Dalam keterangan tertulis yang diterima di Jakarta, Sabtu, Pane menyatakan, dalam Pasal 31 ayat 4 UU Nomor 25/2009 tentang Pelayanan Publik, disebutkan penentu biaya atau tarif pelayanan publik ditetapkan dengan persetujuan DPR atau DPRD.
"Sementara penyesuaian tarif itu belum dibahas DPR dan belum ditetapkan DPR sehingga penerapan penyesuaian itu satu pelanggaran hukum," tuturnya.
Menurut Pane, hal itu justru ironi karena pihak yang melanggar adalah polisi, yang notabene adalah penegak hukum.
"Untuk itu IPW mendesak Kepolisian Indonesia segera membatalkan penyesuaian tarif pengurusan STNK, SIM, dan lain-lain itu," katanya.
Ia mengatakan Kepolisian Indonesia sebagai aparatur penegak hukum harus mampu memberi contoh agar seluruh komponen masyarakat di negeri ini patuh hukum dan taat pada undang undang.
"Jangan mentang-mentang sebagai institusi penegak hukum maka Kepolisian Indonesia bisa seenaknya melakukan pelanggaran hukum atau mengabaikan UU sehingga suatu produk, yakni penyesuaian tarif pengurusan STNK dan lain-lain yang belum dibahas DPR sesuai UU Pelayanan Publik, sudah ditetapkan dan diterapkan kepada publik," ujarnya.
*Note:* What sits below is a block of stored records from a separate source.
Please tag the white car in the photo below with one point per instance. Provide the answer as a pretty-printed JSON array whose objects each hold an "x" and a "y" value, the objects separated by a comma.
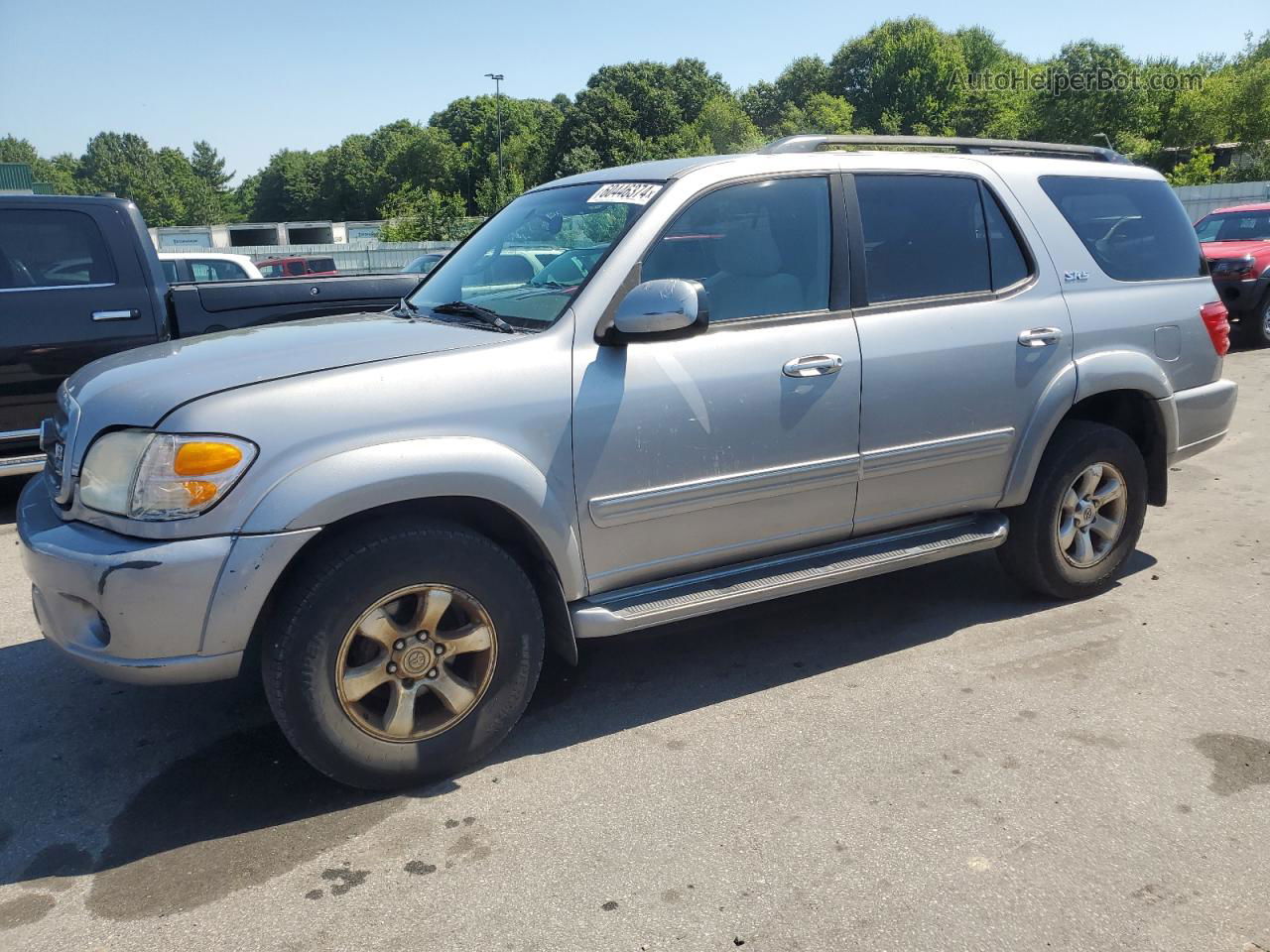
[{"x": 206, "y": 266}]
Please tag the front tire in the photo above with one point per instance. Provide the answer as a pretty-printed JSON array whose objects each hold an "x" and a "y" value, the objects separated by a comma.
[
  {"x": 403, "y": 654},
  {"x": 1083, "y": 515}
]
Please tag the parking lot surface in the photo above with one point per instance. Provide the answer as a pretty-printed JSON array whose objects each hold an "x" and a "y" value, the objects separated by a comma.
[{"x": 928, "y": 761}]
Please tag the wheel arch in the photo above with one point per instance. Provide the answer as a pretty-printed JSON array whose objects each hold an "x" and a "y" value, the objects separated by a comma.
[
  {"x": 490, "y": 520},
  {"x": 1138, "y": 413},
  {"x": 475, "y": 483}
]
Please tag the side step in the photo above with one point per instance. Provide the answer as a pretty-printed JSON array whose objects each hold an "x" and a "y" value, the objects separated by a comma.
[
  {"x": 714, "y": 590},
  {"x": 22, "y": 465}
]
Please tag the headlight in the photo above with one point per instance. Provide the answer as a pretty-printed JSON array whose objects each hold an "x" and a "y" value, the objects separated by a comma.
[{"x": 158, "y": 476}]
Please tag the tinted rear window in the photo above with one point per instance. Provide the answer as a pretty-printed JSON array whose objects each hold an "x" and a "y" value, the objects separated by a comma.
[
  {"x": 1134, "y": 229},
  {"x": 924, "y": 236}
]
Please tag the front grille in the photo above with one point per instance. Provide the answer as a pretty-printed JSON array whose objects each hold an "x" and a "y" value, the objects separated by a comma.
[{"x": 56, "y": 436}]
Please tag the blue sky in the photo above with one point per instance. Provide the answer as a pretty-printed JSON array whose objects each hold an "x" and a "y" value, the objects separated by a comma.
[{"x": 253, "y": 77}]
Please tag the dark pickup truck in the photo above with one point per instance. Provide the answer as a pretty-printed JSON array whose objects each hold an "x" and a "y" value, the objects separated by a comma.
[{"x": 79, "y": 280}]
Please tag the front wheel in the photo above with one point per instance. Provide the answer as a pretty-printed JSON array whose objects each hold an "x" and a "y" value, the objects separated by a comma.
[
  {"x": 1083, "y": 515},
  {"x": 403, "y": 654}
]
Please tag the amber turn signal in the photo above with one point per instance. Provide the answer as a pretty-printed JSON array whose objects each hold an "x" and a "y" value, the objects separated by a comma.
[{"x": 206, "y": 457}]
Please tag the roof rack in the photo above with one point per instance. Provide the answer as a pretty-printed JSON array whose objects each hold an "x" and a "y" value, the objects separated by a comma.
[{"x": 966, "y": 146}]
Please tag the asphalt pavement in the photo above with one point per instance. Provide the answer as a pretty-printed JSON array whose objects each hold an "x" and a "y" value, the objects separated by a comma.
[{"x": 926, "y": 761}]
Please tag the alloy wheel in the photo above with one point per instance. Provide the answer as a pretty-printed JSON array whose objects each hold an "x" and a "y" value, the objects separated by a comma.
[
  {"x": 1091, "y": 516},
  {"x": 416, "y": 662}
]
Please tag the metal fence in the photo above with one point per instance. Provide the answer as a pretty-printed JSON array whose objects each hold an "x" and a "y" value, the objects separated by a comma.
[
  {"x": 386, "y": 257},
  {"x": 361, "y": 258},
  {"x": 1202, "y": 199}
]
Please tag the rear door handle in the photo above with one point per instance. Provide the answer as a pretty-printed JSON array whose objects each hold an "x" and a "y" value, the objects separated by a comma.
[
  {"x": 1039, "y": 336},
  {"x": 813, "y": 366},
  {"x": 116, "y": 315}
]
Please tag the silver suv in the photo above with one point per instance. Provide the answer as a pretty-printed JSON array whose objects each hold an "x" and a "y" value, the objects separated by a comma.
[{"x": 757, "y": 375}]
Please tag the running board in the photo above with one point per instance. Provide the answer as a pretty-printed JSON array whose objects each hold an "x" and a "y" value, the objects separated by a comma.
[
  {"x": 742, "y": 584},
  {"x": 22, "y": 465}
]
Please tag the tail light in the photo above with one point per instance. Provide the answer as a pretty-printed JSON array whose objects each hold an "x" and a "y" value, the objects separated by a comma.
[{"x": 1214, "y": 316}]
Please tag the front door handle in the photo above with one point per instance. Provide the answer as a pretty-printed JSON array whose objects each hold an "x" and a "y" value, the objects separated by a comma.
[
  {"x": 813, "y": 366},
  {"x": 1039, "y": 336},
  {"x": 116, "y": 315}
]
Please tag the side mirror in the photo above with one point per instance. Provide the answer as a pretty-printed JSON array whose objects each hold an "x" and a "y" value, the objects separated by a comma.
[{"x": 668, "y": 307}]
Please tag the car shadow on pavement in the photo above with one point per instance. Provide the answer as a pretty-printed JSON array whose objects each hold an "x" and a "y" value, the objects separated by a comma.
[{"x": 173, "y": 797}]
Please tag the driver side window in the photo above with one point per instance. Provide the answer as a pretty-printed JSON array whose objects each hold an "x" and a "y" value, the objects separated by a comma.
[{"x": 760, "y": 248}]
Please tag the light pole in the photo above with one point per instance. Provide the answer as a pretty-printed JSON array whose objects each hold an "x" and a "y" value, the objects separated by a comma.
[{"x": 498, "y": 107}]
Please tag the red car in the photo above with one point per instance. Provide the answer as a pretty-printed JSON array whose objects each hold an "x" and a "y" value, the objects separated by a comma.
[
  {"x": 1236, "y": 243},
  {"x": 299, "y": 267}
]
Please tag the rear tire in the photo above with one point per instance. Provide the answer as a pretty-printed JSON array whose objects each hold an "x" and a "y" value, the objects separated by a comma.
[
  {"x": 1083, "y": 515},
  {"x": 402, "y": 654}
]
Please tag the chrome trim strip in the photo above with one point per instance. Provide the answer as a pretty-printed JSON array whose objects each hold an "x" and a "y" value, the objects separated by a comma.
[
  {"x": 22, "y": 465},
  {"x": 714, "y": 590},
  {"x": 892, "y": 461},
  {"x": 14, "y": 435},
  {"x": 58, "y": 287},
  {"x": 721, "y": 490}
]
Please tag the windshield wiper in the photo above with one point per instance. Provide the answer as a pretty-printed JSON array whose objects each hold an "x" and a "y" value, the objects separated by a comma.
[
  {"x": 404, "y": 308},
  {"x": 465, "y": 308}
]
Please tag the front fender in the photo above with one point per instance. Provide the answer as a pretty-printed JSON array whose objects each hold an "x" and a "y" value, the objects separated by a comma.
[{"x": 358, "y": 480}]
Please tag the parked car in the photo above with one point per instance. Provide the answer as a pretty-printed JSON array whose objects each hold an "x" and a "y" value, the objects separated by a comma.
[
  {"x": 1237, "y": 245},
  {"x": 80, "y": 280},
  {"x": 298, "y": 267},
  {"x": 889, "y": 358},
  {"x": 423, "y": 263},
  {"x": 206, "y": 266}
]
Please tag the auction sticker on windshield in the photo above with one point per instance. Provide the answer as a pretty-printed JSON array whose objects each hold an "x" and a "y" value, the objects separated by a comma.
[{"x": 626, "y": 191}]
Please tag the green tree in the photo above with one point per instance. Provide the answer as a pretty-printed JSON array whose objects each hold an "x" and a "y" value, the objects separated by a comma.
[
  {"x": 1197, "y": 171},
  {"x": 724, "y": 127},
  {"x": 209, "y": 167},
  {"x": 902, "y": 76},
  {"x": 416, "y": 213},
  {"x": 1080, "y": 114},
  {"x": 289, "y": 186},
  {"x": 824, "y": 114},
  {"x": 988, "y": 111}
]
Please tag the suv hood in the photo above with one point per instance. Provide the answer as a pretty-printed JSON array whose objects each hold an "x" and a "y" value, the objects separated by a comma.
[{"x": 140, "y": 388}]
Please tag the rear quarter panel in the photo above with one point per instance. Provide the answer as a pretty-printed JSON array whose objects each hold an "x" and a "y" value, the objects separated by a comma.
[{"x": 1128, "y": 335}]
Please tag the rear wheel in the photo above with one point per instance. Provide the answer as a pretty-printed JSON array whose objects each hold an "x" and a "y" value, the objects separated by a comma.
[
  {"x": 1259, "y": 324},
  {"x": 403, "y": 654},
  {"x": 1083, "y": 515}
]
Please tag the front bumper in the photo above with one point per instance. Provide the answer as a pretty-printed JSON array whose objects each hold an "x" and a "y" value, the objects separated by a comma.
[
  {"x": 1242, "y": 296},
  {"x": 1203, "y": 416},
  {"x": 143, "y": 611}
]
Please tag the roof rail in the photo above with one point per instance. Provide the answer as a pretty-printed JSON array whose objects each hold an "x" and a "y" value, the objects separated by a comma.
[{"x": 968, "y": 146}]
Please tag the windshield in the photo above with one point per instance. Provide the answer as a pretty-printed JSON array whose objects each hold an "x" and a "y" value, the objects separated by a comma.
[
  {"x": 1234, "y": 226},
  {"x": 529, "y": 262}
]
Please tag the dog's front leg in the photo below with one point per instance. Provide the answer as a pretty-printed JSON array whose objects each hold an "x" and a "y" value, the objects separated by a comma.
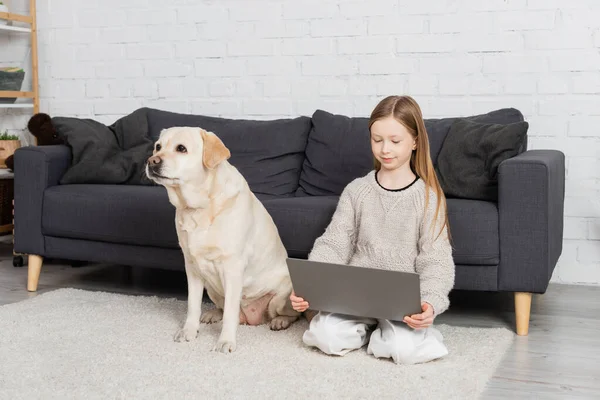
[
  {"x": 195, "y": 293},
  {"x": 232, "y": 276}
]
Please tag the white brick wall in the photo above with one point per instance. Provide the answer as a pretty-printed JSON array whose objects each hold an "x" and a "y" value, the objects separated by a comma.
[{"x": 266, "y": 59}]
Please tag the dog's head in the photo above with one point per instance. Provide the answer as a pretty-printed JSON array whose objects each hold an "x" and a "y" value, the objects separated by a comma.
[{"x": 185, "y": 154}]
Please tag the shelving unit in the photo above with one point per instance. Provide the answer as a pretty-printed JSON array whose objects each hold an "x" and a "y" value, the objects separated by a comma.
[
  {"x": 32, "y": 30},
  {"x": 34, "y": 94}
]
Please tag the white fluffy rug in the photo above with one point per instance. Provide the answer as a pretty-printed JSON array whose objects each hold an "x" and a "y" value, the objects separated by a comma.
[{"x": 80, "y": 344}]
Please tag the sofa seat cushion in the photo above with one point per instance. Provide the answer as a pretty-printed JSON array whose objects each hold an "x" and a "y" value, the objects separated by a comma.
[
  {"x": 126, "y": 214},
  {"x": 301, "y": 220},
  {"x": 474, "y": 231},
  {"x": 473, "y": 224}
]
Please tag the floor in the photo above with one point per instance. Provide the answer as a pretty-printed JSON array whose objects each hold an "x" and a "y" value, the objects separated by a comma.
[{"x": 558, "y": 360}]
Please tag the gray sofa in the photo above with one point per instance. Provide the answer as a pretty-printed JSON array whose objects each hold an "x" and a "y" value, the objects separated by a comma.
[{"x": 297, "y": 167}]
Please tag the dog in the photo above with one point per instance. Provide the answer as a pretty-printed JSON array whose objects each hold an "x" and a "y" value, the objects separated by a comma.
[{"x": 230, "y": 243}]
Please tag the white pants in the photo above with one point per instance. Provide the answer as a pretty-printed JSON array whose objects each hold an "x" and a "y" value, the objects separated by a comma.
[{"x": 338, "y": 334}]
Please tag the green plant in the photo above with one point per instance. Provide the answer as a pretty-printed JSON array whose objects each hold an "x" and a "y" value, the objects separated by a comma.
[{"x": 6, "y": 136}]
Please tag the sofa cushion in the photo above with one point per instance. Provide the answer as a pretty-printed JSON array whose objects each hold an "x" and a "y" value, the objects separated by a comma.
[
  {"x": 269, "y": 154},
  {"x": 301, "y": 220},
  {"x": 473, "y": 226},
  {"x": 127, "y": 214},
  {"x": 339, "y": 150},
  {"x": 468, "y": 162},
  {"x": 474, "y": 232},
  {"x": 142, "y": 215}
]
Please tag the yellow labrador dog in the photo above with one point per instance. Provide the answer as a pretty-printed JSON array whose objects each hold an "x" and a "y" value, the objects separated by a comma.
[{"x": 229, "y": 241}]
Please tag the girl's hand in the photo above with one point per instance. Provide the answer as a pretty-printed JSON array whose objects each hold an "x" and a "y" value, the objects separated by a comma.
[
  {"x": 298, "y": 303},
  {"x": 423, "y": 320}
]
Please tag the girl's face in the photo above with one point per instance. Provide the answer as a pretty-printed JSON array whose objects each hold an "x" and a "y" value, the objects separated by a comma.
[{"x": 391, "y": 143}]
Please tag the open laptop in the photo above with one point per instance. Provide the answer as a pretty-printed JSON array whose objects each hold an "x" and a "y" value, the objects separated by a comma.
[{"x": 358, "y": 291}]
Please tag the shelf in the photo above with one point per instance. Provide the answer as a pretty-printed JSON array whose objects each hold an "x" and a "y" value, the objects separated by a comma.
[
  {"x": 4, "y": 94},
  {"x": 17, "y": 105},
  {"x": 14, "y": 28},
  {"x": 16, "y": 17}
]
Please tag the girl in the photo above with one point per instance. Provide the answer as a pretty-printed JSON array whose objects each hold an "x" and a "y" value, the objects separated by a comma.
[{"x": 393, "y": 218}]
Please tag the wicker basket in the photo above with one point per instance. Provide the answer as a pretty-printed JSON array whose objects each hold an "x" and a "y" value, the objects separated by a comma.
[{"x": 11, "y": 79}]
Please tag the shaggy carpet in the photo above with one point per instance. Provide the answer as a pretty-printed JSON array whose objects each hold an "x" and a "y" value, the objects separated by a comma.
[{"x": 72, "y": 343}]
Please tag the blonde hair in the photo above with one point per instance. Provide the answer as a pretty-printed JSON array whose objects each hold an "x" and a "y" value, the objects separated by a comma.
[{"x": 406, "y": 111}]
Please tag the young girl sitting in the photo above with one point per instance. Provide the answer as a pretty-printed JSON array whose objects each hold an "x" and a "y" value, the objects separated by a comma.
[{"x": 393, "y": 218}]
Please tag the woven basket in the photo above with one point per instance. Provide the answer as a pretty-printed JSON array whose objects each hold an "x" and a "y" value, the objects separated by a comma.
[{"x": 11, "y": 79}]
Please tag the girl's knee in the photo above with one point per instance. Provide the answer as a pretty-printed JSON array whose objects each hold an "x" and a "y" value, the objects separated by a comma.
[
  {"x": 405, "y": 345},
  {"x": 335, "y": 335}
]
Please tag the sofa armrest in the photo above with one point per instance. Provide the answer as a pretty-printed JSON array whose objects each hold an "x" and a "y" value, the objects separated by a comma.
[
  {"x": 36, "y": 168},
  {"x": 531, "y": 195}
]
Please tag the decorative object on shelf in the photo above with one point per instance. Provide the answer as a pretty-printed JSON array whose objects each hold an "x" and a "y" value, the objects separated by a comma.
[
  {"x": 8, "y": 145},
  {"x": 11, "y": 79},
  {"x": 11, "y": 89},
  {"x": 3, "y": 8},
  {"x": 40, "y": 126}
]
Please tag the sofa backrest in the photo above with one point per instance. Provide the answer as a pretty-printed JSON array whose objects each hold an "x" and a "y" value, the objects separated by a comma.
[
  {"x": 339, "y": 149},
  {"x": 269, "y": 154}
]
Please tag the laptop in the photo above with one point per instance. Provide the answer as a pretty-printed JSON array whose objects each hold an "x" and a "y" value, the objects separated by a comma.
[{"x": 358, "y": 291}]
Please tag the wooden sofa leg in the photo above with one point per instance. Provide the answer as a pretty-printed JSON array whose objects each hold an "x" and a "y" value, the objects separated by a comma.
[
  {"x": 33, "y": 275},
  {"x": 522, "y": 312}
]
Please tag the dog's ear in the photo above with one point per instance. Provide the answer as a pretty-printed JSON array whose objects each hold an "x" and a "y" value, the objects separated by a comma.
[{"x": 214, "y": 150}]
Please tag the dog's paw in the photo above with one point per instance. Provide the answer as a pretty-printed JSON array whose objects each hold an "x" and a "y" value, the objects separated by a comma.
[
  {"x": 281, "y": 322},
  {"x": 225, "y": 346},
  {"x": 212, "y": 316},
  {"x": 187, "y": 333}
]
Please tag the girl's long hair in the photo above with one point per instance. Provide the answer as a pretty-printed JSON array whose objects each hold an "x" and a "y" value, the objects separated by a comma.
[{"x": 407, "y": 112}]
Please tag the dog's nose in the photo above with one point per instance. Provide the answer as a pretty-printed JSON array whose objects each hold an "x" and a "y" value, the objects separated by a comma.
[{"x": 154, "y": 160}]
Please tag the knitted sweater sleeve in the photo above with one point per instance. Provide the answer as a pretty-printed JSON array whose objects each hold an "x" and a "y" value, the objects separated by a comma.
[
  {"x": 434, "y": 262},
  {"x": 336, "y": 244}
]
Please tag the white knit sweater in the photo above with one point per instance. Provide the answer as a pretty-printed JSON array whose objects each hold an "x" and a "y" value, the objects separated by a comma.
[{"x": 388, "y": 229}]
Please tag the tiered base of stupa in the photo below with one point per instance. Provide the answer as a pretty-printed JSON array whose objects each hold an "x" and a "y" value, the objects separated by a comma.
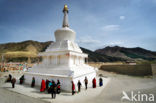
[{"x": 63, "y": 73}]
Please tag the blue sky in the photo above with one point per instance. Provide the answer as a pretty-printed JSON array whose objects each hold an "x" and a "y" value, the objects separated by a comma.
[{"x": 98, "y": 23}]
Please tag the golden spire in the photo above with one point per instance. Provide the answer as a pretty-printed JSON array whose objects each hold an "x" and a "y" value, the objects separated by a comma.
[{"x": 65, "y": 8}]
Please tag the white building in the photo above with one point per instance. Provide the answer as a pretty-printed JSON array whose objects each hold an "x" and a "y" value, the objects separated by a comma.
[{"x": 63, "y": 60}]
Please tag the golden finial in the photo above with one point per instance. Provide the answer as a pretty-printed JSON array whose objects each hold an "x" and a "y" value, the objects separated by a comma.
[{"x": 65, "y": 8}]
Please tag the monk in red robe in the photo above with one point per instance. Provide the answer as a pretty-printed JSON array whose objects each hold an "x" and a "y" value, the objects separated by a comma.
[
  {"x": 43, "y": 86},
  {"x": 94, "y": 83}
]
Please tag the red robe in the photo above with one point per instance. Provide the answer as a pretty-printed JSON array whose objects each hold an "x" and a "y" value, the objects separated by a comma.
[
  {"x": 94, "y": 83},
  {"x": 43, "y": 86}
]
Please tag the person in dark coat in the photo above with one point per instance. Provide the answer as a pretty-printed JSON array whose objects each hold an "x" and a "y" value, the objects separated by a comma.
[
  {"x": 100, "y": 82},
  {"x": 58, "y": 87},
  {"x": 73, "y": 88},
  {"x": 22, "y": 79},
  {"x": 79, "y": 86},
  {"x": 33, "y": 82},
  {"x": 43, "y": 86},
  {"x": 13, "y": 81},
  {"x": 49, "y": 86},
  {"x": 9, "y": 78},
  {"x": 86, "y": 82},
  {"x": 47, "y": 83},
  {"x": 94, "y": 83},
  {"x": 53, "y": 90}
]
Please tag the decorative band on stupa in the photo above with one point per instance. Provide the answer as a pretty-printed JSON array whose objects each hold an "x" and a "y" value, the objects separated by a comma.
[{"x": 65, "y": 19}]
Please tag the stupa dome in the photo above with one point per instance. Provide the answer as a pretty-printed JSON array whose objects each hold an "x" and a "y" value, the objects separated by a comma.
[{"x": 64, "y": 33}]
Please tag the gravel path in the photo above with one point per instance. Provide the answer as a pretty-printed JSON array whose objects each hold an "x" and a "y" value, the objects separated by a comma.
[{"x": 111, "y": 94}]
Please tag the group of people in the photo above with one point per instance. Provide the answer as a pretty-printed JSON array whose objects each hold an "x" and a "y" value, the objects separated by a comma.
[
  {"x": 51, "y": 87},
  {"x": 86, "y": 84},
  {"x": 55, "y": 88}
]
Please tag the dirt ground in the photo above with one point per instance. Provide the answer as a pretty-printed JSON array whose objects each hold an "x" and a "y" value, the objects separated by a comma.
[{"x": 112, "y": 93}]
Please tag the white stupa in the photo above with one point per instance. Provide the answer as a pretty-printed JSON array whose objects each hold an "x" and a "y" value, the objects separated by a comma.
[{"x": 63, "y": 60}]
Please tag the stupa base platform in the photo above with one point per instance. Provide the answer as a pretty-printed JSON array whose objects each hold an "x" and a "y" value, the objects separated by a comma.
[{"x": 64, "y": 79}]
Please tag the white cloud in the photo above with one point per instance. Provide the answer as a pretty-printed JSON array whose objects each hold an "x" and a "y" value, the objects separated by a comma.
[
  {"x": 122, "y": 17},
  {"x": 111, "y": 27}
]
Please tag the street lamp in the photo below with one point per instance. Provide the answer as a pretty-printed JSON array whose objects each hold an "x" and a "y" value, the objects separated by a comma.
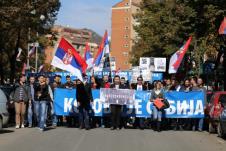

Menurut dia, apabila Kepolisian Indonesia memang berkeinginan menaikkan tarif tersebut harus sabar menunggu pembahasan dan persetujuan DPR seperti yang diamanatkan UU Pelayanan Publik.
Sebelumnya, pemerintah telah mengeluarkan Peraturan Pemerintah (PP) Nomor 60/2016 menyangkut penyesuaian tarif untuk pengesahan STNK, penerbitan nomor registrasi kendaraan bermotor pilihan, penerbitan surat izin mengemudi, dan lain-lain.
Perihal ini tengah menjadi wacana yang hangat dibicarakan publik. Apalagi ada ketidaksamaan komentar dan sikap di antara unsur pemerintahan tentang ini. Tidak kurang Presiden Joko Widodo juga menyatakan bertanya atas besaran kenaikan seturut PP Nomor 60/2016 itu, yang adalah produk pemerintah.